La fisonomía de los seres humanos se vuelve más horrible
cada día (hoy un joven de 20 años tiene el aspecto de un adulto de 40). Entre
la bruma de las ciudades deambulan hombres y mujeres enclenques, desfallecidos, con la cabeza cuidadosamente
rapada (para evitar piojos y parásitos por falta de aseo), sus rostros son verdosos
y tienen la piel cubierta de llagas. Esos ejércitos de seres fantasmagóricos, tienen
aspecto de cadáveres vivientes, que se secan y se desmoronan lentamente.
Las industrias prósperas de antaño se paralizaron o se
fueron a la quiebra y el desempleo masivo trajo consigo mayor pobreza. Grandes
poblaciones sucumben con rapidez al incremento en la generación de basura, entre
otras cosas porque al no poder lavarse la ropa, todas las prendas de vestir se
han vuelto desechables; asimismo, los sistemas de drenaje y alcantarillado han
dejado de operar, obligando a las comunidades a volver a las fosas sépticas.
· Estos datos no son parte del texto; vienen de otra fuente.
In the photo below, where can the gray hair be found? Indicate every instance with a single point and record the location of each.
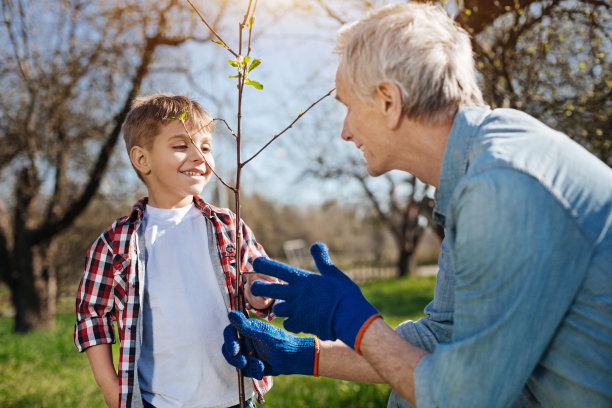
(418, 47)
Y por otro lado, el avance de los desiertos es ya
incontenible en los cinco continentes, dado que los gobiernos privilegian el
uso de sus recursos hidráulicos para el consumo humano, olvidándose de
reforestar y ampliar las contadas zonas de cultivo que difícilmente
sobreviven.
Las plantas desalinizadoras son la principal fuente de
empleo, pero en ellas no se paga un salario, sino la más preciada moneda en
esta época de caos: una dotación de agua potable. La desalinización sigue
siendo el único medio conocido para producir agua y quizás no se ha descubierto
otro porque la deficiencia hídrica y la falta de oxigenación han afectado el
coeficiente intelectual de la población, causando un estancamiento en la
investigación científica.
Así, mientras el hambre y la sed van diezmando de
manera lenta pero segura a la población mundial, los viejos como yo solo
esperamos ver el fin de esta pesadilla. Me duele haber sido parte de las
generaciones que fomentamos el derroche y descuidamos nuestro don más preciado.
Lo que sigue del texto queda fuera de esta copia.